A debt collector may not use any false, deceptive, or misleading representation or means in connection with the collection of any debt. Without limiting the general application of the foregoing, the following conduct is a violation of this section:

(5) The threat to take any action that cannot legally be taken or that is not intended to be taken.

15 U.S.C. § 1692(e). To determine whether a communication is misleading under the FDCPA, the Third Circuit has adopted the “least sophisticated debtor” standard, analyzing the communication from the perspective of the least sophisticated debtor. A lesser standard than that of the reasonable consumer, the use of the least sophisticated debtor standard ensures that “the FDCPA protects all customers, the gullible as well as the shrewd.” Brown, 464 F.3d at 454 (quoting Clomon v. Jackson, 988 F.2d 1314, 1318 (2d Cir. 1993).

The Third Circuit’s decision in Brown is consistent with prior decisions of the Third Circuit and those of other federal courts of appeal which have approached consideration of matters under the FDCPA from the perspective of the least sophisticated debtor. Brown involved the content of a debt collection letter sent to debtor Brown by Card Service Center and Cardholder Management Services (collectively, CSC). In an attempt to recover a balance owed by Brown on a credit card account, CSC sent Brown a letter demanding payment of the balance and warning that “You now have five (5) days to make arrangements for payment of this account. Failure on your part to cooperate could result in our forwarding this account to our attorney with directions to continue collection efforts.” Id. at 451-52. Brown did not make arrangements to pay the debt within five days, and CSC did not bring suit or refer her case to an attorney. CSC did, however, continue sending debt collection letters to Brown.

One year later, Brown filed a class action against CSC claiming that CSC’s collection letter contained “‘false and misleading statements designed to coerce and intimidate the consumer ... by false threat’” because CSC never intended to bring suit against her or refer her debt to an attorney. Id. at 452. The United States District Court for the Eastern District of Pennsylvania dismissed Brown’s complaint stating that because CSC’s letter “neither states nor implies that legal action is imminent, only that it is possible,” the complaint failed to state a claim under the FDCPA. Id. at 454-55.

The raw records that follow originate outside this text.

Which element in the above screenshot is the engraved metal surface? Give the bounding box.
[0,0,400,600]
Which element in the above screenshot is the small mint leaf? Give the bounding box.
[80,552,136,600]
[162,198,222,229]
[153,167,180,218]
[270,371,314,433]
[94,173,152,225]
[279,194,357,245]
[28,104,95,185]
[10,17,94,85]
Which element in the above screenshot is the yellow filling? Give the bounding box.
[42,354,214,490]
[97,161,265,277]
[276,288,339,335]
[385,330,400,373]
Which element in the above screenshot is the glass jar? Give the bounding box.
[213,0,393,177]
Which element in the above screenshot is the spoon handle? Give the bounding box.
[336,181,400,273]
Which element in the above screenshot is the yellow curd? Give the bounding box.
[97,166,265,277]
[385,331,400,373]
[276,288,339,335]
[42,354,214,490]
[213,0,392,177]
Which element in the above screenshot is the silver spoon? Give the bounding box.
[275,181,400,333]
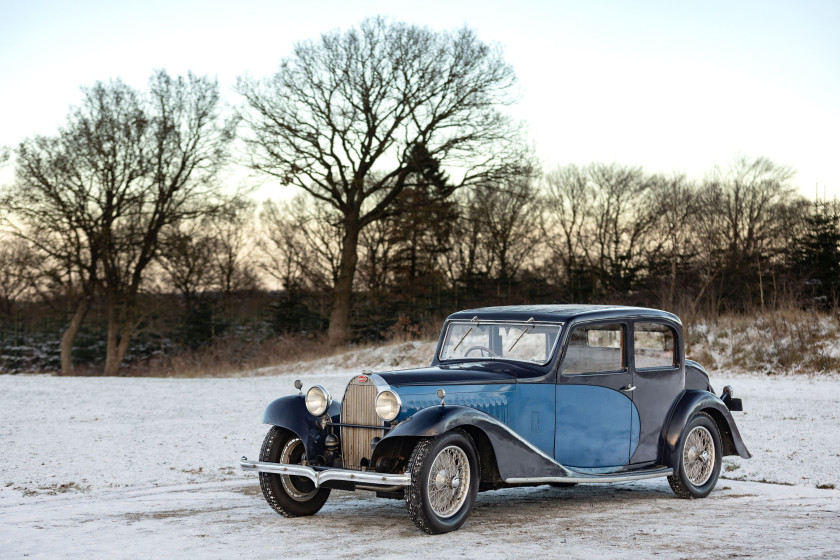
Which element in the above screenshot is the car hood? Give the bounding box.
[378,362,534,387]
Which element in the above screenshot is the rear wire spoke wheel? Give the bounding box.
[260,426,330,517]
[668,412,721,498]
[405,430,479,534]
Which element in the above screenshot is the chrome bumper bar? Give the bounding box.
[239,457,411,488]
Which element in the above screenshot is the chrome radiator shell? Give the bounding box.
[341,375,385,470]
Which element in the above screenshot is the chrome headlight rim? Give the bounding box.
[304,385,332,416]
[374,389,402,422]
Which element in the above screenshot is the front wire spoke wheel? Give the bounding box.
[428,445,470,519]
[405,428,481,535]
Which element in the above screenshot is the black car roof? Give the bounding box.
[447,304,680,324]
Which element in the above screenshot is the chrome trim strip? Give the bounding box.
[239,457,411,488]
[437,317,566,367]
[505,469,674,484]
[367,373,391,395]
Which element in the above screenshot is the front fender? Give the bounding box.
[371,405,570,480]
[662,391,752,467]
[263,395,341,460]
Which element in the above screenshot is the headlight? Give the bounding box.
[376,391,402,422]
[306,385,332,416]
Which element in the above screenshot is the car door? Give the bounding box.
[554,321,638,471]
[630,320,685,464]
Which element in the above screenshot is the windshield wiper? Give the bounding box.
[508,317,537,353]
[452,315,478,354]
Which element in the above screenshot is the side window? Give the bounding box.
[560,324,625,374]
[633,323,677,369]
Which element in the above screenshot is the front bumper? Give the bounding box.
[239,457,411,489]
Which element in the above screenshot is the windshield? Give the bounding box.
[439,319,563,365]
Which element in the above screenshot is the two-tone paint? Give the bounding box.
[243,306,750,488]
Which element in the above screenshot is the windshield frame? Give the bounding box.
[436,318,565,367]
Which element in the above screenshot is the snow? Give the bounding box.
[0,343,840,560]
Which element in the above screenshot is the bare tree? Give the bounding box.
[4,71,233,375]
[207,199,259,304]
[472,173,542,295]
[647,174,699,310]
[260,196,342,291]
[237,18,522,344]
[157,220,216,314]
[0,235,40,318]
[544,165,595,299]
[693,156,794,307]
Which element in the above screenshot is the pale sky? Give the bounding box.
[0,0,840,197]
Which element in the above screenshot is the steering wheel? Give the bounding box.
[464,346,499,358]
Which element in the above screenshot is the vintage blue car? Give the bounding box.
[240,305,750,533]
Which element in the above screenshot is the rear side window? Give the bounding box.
[633,323,677,369]
[560,324,625,374]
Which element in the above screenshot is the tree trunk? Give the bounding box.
[102,302,134,376]
[60,297,90,375]
[327,222,361,346]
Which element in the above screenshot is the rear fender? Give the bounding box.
[371,405,569,480]
[662,391,752,467]
[263,395,341,461]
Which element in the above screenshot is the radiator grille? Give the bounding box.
[341,377,385,470]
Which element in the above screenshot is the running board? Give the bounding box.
[505,467,674,484]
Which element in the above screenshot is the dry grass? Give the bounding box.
[686,308,840,375]
[120,308,840,377]
[122,334,346,377]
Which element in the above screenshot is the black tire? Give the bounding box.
[405,430,479,535]
[260,426,330,517]
[668,412,722,498]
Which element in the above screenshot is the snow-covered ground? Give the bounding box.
[0,343,840,559]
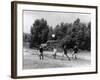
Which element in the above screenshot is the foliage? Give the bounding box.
[27,18,91,50]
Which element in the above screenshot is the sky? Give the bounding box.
[23,10,91,33]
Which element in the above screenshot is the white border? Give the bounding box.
[17,4,96,76]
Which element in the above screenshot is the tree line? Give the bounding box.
[23,18,91,51]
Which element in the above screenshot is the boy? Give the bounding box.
[39,46,43,60]
[72,45,78,59]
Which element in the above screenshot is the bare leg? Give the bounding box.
[65,54,70,60]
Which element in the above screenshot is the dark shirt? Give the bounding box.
[39,47,43,53]
[73,47,78,53]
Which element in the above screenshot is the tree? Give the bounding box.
[30,18,49,48]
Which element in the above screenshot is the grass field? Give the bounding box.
[23,48,91,69]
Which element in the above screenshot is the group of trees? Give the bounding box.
[23,18,91,50]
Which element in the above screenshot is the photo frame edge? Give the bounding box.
[11,1,98,79]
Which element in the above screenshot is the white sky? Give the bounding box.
[23,10,91,33]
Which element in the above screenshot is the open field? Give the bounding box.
[23,48,91,69]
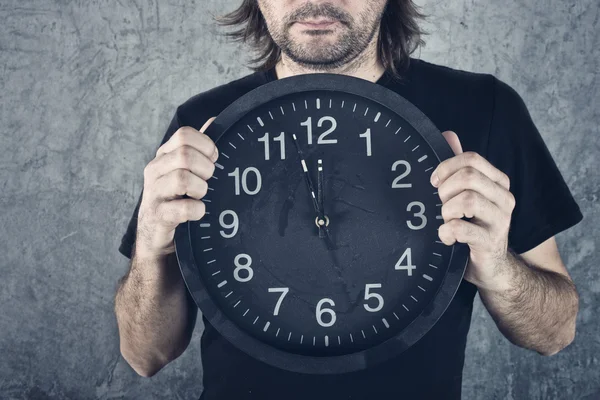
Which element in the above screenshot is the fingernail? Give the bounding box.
[431,174,440,187]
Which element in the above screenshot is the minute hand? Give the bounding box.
[292,133,322,217]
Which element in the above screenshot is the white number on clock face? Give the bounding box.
[300,117,337,144]
[395,247,417,276]
[219,210,239,239]
[406,201,427,231]
[227,167,262,196]
[363,283,383,312]
[392,160,412,189]
[317,298,335,328]
[258,132,285,161]
[233,253,254,282]
[269,288,290,315]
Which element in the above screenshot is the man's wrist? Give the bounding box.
[476,249,522,295]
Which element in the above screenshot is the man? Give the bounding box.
[115,0,583,399]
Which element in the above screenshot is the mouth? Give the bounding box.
[296,20,338,29]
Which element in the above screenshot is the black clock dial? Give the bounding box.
[176,72,464,376]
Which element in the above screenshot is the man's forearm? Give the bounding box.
[479,250,579,355]
[115,245,195,376]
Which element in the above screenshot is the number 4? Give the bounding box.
[396,247,417,276]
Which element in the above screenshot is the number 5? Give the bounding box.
[363,283,383,312]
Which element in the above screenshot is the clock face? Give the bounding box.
[175,74,467,373]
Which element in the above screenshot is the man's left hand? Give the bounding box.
[431,131,515,289]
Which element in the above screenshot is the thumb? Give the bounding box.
[442,131,463,156]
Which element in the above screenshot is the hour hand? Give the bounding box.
[292,133,321,217]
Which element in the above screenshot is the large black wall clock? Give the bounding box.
[175,74,468,374]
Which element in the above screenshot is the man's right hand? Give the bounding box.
[135,117,219,258]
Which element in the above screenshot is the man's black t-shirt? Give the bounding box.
[119,58,583,400]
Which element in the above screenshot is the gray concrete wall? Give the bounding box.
[0,0,600,400]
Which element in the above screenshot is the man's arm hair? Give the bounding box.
[479,249,579,355]
[115,245,198,377]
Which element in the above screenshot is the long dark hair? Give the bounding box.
[215,0,429,79]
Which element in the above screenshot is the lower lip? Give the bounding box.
[298,21,335,29]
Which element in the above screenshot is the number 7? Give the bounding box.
[269,288,290,315]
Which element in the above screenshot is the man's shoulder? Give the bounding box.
[178,72,266,125]
[411,59,494,85]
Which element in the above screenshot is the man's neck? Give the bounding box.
[275,54,385,82]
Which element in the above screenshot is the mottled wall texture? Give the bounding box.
[0,0,600,400]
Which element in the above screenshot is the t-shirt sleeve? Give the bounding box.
[487,78,583,254]
[119,108,181,259]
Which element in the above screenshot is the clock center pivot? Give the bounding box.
[315,215,329,228]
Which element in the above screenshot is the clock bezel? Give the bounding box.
[174,73,469,374]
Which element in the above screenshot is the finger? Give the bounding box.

Brown appealed the District Court’s dismissal of her complaint, and the Third Circuit vacated the District Court’s judgment and remanded it for further proceedings. Analyzing the language of CSC’s letter from the perspective of the least sophisticated debtor, the Third Circuit stated that “upon reading the CSC Letter, the least sophisticated debtor might get the impression that litigation or referral to a CSC lawyer would be imminent if he or she did not respond within five days.” Id. at 455. Therefore, the Court held that “it would be deceptive under the FDCPA for CSC to assert that it could take an action that it had no intention of taking and has never or very rarely taken before.” Id. (emphasis in original). Because the least sophisticated debtor might read CSC’s collection letter as implying an action that CSC had no intention of taking, the Third Circuit determined that Brown had pled sufficient facts which, if proven, state a claim upon which a court might grant relief.


Conclusion

The Brown decision represents a natural extension of existing case law protecting debtors from deceptive and misleading debt collection practices. Under Brown, a debt collector is not protected from violation of the FDCPA by simply setting forth actions the collector could take (as opposed to would take) in the event of continued default by the debtor. Instead, Brown imposes an obligation on debt collectors to analyze their collection communications from the viewpoint of the least sophisticated debtor and ensure that any actions that could be interpreted as likely to occur are actions the collector intends to take if the debtor remains in default.